To be completely honest, El Hombre and I flew to Brastislava because it was the cheapest way to get to Vienna (yes, Ryanair) BUT… DON’T STOP READING! I loved it!!
First thing you need to know about Bratislava, if you are as ignorant as I was, is that it’s the capital of Slovakia. The history of the city has been influenced by Austrians, Czechs, Germans, Hungarians, Jews, Serbs and Slovaks. It used to be the capital of the Kingdom of Hungary, a part of the larger Habsburg Monarchy territories. From 1919 it was capital of Czechoslovakia until 1993, when became the now known independent Slovakia, but Nazis and Communists came, stayed and left throughout the years.
Once you know that, it’s very useful to get a travel guide, so you can read a bit about the history, culture, cuisine, landmarks… in advance. Because our journey was very long, we both had enough time to read it, taking turns. We only had 24h in the city, so we agreed on the food we would eat and a long walk around the old city.
When you get to the tiny airport, first thing you have to do is going to the information point. The guy there is very helpful, at least the one we met, and he’ll sort out everything for you. Also, get a map of the city. We chose taking public transport, which didn’t take long at all. Number 61 and another change of bus made it for us. 60 minutes ticket is 0,90 cents, 24h ticket is 4,50€.
Don’t panic with the tram map. It’s ok, you can do it.
We got off at Obchodná street. We were moody and starving, so, first things first, we went in search for food. We should have gone for food to Slovak Pub but we walked closer to the Old city and ended up in Slovenska Restauracia instead. And I’m saying we should have stayed at Slovak Pub because it was recommended on the travel guide but we thought it looked like a touristy place but we had the chance to go for dinner and, OhMyGodness!! The food was nicer and cheaper and the ambience was more friendly.
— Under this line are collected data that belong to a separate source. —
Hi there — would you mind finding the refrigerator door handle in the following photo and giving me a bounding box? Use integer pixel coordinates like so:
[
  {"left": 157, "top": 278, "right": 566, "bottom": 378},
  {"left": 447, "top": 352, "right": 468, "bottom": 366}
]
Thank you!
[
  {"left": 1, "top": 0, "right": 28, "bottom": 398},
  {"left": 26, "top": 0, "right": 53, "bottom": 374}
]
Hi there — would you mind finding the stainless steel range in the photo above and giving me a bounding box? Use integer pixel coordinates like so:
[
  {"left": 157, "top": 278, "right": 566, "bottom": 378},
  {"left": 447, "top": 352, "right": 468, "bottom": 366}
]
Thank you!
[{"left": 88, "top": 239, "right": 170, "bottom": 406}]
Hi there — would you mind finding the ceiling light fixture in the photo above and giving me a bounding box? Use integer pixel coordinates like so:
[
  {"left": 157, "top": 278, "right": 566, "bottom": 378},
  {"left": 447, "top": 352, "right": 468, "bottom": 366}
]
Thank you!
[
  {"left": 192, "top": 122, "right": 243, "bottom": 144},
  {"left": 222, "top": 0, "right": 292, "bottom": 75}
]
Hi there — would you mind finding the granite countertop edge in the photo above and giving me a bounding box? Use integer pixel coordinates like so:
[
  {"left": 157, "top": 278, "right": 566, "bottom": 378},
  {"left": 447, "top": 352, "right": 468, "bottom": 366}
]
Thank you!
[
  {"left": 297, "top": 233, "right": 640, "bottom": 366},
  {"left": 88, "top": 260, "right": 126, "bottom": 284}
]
Highly recommended. And we ordered:
1. Bryndzové Halušky (sheep cheese gnocchi): Sheep cheese gives a unique flavour to the meal by itself, but it’s even more tasty with small pieces of bacon and chives or dill. OHLALÁ!! AMAZING!
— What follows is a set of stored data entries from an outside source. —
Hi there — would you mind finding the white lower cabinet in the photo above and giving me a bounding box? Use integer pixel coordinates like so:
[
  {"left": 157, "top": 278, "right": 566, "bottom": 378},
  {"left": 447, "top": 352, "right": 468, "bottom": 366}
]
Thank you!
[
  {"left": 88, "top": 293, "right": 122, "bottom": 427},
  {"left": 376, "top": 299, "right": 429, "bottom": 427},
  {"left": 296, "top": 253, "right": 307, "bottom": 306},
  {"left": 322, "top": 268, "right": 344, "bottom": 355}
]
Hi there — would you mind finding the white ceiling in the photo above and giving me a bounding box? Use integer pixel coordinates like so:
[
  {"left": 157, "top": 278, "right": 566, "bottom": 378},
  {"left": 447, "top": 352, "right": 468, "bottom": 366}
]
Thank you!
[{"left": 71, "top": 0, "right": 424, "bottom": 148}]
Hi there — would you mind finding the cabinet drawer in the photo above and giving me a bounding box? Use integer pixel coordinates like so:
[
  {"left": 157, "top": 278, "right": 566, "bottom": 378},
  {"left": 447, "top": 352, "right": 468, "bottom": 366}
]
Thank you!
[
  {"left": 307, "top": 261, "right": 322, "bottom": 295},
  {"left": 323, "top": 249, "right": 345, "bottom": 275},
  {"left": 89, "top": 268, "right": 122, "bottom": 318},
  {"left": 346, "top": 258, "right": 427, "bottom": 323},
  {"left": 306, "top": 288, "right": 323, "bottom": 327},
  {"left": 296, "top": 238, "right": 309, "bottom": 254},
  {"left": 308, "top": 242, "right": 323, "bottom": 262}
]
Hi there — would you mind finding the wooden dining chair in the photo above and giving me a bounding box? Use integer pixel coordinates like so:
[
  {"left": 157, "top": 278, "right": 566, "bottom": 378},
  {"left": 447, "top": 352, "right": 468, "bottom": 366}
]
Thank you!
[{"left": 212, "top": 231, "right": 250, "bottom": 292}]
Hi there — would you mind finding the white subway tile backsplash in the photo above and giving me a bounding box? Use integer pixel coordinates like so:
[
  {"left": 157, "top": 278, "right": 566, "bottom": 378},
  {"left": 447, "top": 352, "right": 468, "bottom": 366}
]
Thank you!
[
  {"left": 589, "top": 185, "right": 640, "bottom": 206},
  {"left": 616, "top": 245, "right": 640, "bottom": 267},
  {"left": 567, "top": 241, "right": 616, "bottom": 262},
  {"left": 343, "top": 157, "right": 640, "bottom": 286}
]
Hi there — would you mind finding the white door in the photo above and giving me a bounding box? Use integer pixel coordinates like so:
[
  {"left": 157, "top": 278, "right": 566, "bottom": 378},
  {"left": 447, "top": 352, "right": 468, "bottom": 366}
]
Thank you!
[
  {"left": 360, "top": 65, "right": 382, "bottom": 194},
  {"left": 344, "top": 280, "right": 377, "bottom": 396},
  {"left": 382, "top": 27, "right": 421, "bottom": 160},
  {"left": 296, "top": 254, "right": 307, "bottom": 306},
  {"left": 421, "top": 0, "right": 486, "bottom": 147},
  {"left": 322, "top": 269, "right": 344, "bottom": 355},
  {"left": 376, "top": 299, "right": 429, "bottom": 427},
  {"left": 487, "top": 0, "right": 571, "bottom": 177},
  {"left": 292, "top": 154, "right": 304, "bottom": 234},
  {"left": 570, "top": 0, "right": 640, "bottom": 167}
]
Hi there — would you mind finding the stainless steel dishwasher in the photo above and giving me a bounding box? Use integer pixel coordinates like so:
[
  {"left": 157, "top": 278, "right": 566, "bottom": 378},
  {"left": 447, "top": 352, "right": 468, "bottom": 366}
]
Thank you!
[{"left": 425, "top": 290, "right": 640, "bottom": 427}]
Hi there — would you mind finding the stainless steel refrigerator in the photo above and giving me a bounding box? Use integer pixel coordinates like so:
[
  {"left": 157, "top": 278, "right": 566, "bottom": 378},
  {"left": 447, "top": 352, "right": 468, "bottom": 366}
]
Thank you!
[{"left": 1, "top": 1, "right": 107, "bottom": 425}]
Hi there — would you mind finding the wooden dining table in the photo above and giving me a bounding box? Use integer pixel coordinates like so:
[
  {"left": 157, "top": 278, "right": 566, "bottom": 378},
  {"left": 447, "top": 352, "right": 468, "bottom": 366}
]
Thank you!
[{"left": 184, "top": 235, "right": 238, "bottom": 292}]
2. Gulyás (Goulash): is a soup or stew of meat, and vegetables, seasoned with paprika and other spices. Originating from the medieval Kingdom of Hungary,
3. Zlatý Bazar: national beer.
And when we could think clearly, we started walking around. The streets reflected better days: a mix of grand houses, poor ones, modern and old. Communist across the river, Baroque, Gothic… See our route below:
And the next morning, after a nice breakfast, we took a boat to Vienna on the waters of the Danube River.